At times, Sabrien feels a little arrogant, a little too much above herself and like she thinks she’s better than others, especially Jon. And Jon is at times ignorant and selfish, unclear, unable to say what he really means. Actually, that last part works for both of them. Neither seems able to just say what they need to, and they feel like they hide behind masks of what they think the other will want, at least for a while.
And yet, like I said, you do feel for them. They’re not bad people, they’re just like the rest of us. There are moments when I cheered Sabrien on, times where I wanted to cry for her, and times when I just wanted to hug her. And their flaws just add to both characters. It works brilliantly.

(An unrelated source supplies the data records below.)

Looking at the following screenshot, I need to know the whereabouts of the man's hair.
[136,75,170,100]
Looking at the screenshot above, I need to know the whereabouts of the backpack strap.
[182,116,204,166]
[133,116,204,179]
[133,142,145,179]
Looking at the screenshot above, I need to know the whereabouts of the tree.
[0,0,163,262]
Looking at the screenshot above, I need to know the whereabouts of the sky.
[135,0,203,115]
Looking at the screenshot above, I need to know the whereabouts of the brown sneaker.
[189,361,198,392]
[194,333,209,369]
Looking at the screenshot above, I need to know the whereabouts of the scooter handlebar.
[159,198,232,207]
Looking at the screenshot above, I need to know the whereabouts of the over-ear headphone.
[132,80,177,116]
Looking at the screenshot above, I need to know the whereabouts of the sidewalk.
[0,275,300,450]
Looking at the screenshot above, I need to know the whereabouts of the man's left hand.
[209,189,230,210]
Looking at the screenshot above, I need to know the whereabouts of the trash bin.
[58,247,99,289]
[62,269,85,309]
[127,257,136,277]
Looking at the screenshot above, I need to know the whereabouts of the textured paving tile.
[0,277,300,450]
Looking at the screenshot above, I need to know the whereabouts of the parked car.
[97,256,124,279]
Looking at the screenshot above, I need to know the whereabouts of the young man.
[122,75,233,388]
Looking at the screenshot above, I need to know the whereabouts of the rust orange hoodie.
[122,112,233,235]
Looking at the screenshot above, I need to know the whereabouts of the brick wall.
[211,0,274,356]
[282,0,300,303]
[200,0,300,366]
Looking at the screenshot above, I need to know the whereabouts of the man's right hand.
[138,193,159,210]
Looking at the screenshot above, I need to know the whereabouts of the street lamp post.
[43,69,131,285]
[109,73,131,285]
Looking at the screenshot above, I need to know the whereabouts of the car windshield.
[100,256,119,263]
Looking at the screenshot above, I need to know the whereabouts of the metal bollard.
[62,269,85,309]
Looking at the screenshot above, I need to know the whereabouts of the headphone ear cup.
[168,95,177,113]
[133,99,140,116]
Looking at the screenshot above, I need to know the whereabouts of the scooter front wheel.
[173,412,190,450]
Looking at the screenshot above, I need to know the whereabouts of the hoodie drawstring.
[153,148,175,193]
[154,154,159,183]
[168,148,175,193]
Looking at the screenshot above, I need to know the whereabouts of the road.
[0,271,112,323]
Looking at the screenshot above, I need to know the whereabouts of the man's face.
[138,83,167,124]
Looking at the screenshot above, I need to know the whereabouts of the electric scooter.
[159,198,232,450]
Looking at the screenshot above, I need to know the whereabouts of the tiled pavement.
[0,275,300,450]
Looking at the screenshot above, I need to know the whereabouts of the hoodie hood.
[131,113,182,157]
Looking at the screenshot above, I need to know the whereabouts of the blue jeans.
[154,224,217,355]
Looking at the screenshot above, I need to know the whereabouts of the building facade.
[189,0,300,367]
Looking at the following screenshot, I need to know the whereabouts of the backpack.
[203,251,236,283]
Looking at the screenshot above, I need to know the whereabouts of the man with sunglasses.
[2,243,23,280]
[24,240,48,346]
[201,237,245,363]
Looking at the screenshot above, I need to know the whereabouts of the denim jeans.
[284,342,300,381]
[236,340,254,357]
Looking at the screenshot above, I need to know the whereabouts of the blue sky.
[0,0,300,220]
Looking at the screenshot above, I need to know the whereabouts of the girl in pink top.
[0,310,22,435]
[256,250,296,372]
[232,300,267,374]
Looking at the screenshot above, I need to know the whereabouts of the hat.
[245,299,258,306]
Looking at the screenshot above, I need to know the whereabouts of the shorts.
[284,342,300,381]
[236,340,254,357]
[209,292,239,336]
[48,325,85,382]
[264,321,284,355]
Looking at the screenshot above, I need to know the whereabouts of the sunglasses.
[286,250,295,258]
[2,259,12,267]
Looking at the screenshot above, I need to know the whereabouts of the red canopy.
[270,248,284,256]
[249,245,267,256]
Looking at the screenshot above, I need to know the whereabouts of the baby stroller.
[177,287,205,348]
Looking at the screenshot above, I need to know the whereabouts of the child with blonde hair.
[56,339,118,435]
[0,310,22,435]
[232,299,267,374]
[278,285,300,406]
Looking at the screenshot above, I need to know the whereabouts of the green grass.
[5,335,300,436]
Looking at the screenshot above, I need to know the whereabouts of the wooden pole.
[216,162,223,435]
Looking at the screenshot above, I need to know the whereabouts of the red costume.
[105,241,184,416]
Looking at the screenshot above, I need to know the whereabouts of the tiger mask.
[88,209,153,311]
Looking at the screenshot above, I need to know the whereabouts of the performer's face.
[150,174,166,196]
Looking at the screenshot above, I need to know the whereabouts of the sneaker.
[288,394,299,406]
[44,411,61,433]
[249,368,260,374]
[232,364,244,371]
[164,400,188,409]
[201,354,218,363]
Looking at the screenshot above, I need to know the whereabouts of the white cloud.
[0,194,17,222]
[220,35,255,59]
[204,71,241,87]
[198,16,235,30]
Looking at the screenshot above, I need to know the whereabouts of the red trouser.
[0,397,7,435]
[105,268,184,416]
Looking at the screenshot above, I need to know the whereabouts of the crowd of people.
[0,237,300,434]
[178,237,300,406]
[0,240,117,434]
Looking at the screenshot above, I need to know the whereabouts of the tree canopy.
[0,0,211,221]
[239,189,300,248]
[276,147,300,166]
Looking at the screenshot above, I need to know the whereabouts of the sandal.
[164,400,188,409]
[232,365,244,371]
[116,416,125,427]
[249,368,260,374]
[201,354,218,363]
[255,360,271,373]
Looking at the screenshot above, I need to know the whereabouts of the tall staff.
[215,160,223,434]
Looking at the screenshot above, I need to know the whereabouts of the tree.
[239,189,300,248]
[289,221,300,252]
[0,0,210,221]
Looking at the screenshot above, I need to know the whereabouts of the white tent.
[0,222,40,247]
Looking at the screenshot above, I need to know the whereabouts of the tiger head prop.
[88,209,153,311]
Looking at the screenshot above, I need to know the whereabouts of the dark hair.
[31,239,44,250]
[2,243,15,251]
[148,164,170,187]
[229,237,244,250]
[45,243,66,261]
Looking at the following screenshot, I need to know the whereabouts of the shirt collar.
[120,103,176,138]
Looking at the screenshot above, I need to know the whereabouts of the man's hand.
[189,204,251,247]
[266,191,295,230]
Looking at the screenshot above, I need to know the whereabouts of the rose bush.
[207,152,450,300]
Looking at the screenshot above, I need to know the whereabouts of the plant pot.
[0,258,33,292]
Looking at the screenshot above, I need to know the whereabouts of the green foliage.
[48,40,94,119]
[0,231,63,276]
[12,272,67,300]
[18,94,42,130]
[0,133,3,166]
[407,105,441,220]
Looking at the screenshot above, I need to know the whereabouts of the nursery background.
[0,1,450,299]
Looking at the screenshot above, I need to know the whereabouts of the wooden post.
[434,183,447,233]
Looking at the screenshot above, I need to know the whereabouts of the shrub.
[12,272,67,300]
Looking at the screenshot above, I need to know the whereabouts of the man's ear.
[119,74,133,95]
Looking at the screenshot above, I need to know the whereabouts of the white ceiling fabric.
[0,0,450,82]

Everyone who has persisted in a relationship despite all logic and reason will relate to this book. Actually, scrap that. Everyone who has been in a relationship that has failed – whether it was magical and wonderful or doomed to fail from the start – will relate. Romances in books can sometimes feel fake, or forced, without all the small parts that make up a relationship or its demise. But this isn’t like that. It builds up what these characters have, even if it happens fast, and lets us, as readers, see exactly why these characters are together and why they fail, why they clash so badly. What I’m trying to say is that Sabrien and Jon feel oh so real.